5 Feet of Fury

‘Whether or not the terrorists have won, the bureaucrats have’

Mark Steyn writes:

And they’re a more profound existential threat to America than the terrorists will ever be.

Incremental decline is easy to get used to. I’m sure a few of my correspondent’s fellow commuters are equally droll about it and a few more get angry, but untold thousands more just shuffle uncomplainingly up and down, scuffing shoes and bumping backpacks. That’s the trick with decline: persuading people to accept it. The Transportation Security Administration, which in a decade of existence has never caught a single terrorist, has managed to persuade freeborn citizens to accept that minor state bureaucrats have the right to fondle your scrotum without probable cause. The TSA is now unionizing, which means that this hideous embodiment of bureaucratized sclerosis will now have its fingers in your gusset until the end of time. (…)

In such a world it becomes more difficult to innovate, and frankly not a priority. When I deposit a New Zealand check at my bank in Montreal, the funds are available to me within two seconds. The last time I deposited a New Zealand check at my bank in the U.S., they sent it for “collection” (an entirely artificial concept in the computer age) to Australia, and by the time it came back it had expired. They couldn’t understand why I was annoyed — c’mon, man, we were in the ballpark!

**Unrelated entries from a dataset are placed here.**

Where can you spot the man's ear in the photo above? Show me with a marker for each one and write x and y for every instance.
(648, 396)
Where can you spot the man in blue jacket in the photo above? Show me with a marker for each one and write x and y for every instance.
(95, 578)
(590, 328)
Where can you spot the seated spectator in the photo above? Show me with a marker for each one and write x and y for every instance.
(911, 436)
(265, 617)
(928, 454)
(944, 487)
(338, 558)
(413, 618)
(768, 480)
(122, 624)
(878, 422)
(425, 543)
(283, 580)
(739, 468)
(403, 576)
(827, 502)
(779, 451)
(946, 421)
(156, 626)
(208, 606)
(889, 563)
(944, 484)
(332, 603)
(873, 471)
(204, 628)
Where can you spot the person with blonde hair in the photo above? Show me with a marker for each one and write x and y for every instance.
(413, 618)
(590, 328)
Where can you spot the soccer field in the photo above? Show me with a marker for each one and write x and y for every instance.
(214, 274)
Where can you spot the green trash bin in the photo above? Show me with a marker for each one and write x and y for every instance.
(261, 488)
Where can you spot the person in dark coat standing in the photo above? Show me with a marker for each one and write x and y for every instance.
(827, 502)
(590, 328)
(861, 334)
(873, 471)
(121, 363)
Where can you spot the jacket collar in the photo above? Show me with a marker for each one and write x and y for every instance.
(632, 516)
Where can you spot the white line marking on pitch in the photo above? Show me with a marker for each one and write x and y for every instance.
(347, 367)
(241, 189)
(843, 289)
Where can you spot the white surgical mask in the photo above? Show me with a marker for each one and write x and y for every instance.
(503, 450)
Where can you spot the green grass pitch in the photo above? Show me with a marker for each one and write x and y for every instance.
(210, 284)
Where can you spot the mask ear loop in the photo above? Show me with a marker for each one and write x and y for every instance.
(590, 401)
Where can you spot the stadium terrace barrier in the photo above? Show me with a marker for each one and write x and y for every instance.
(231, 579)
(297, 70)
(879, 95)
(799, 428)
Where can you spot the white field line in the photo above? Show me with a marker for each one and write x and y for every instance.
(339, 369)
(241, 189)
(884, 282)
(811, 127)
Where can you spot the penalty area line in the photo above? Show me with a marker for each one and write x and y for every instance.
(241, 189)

To resolve the issue, I had to go to the bank president, who, on being informed of my Canadian comparison, said, “Well, you must understand smaller countries by their nature have to get used to dealing with the rest of the world. It’s different for America.”

***
As I keep warning you:

The greatest threat to the West aren’t elected officials. Elections are a sideshow, but with uglier, less talented exhibits.

The real damage is done by unionized, heavily pensioned, unelected job-for-life bureaucrats, some of whom also happen to be armed.

And if you are one of those bureaucrats but insist upon calling yourself a “conservative” or a “Tea Partier”, but are unwilling to sacrifice your kid’s dental for your country, you’re part of the problem.

Sigh.

Many of my American readers are a little too smug.

Because they haven’t lived or traveled elsewhere, or paid much attention when they have, they are too ready to insist that America is “free” and supports “free enterprise” and they’re a bunch of “rugged individuals.”

Which is true in theory, but in practice, all kinds of weirdness goes on.

I have never had a Canadian merchant even glance at the signature on my credit card receipt to see if it matches the one on the back of my credit card, or ask me for I.D. at a cash register.

They do it compulsively in the US and make a big deal out of it if it.

If that was a really great way to prevent credit card fraud, we’d do it in Canada. Our banking system is vastly superior. Instead, it seems like one more stupid thing somebody told Americans to do, so they do it.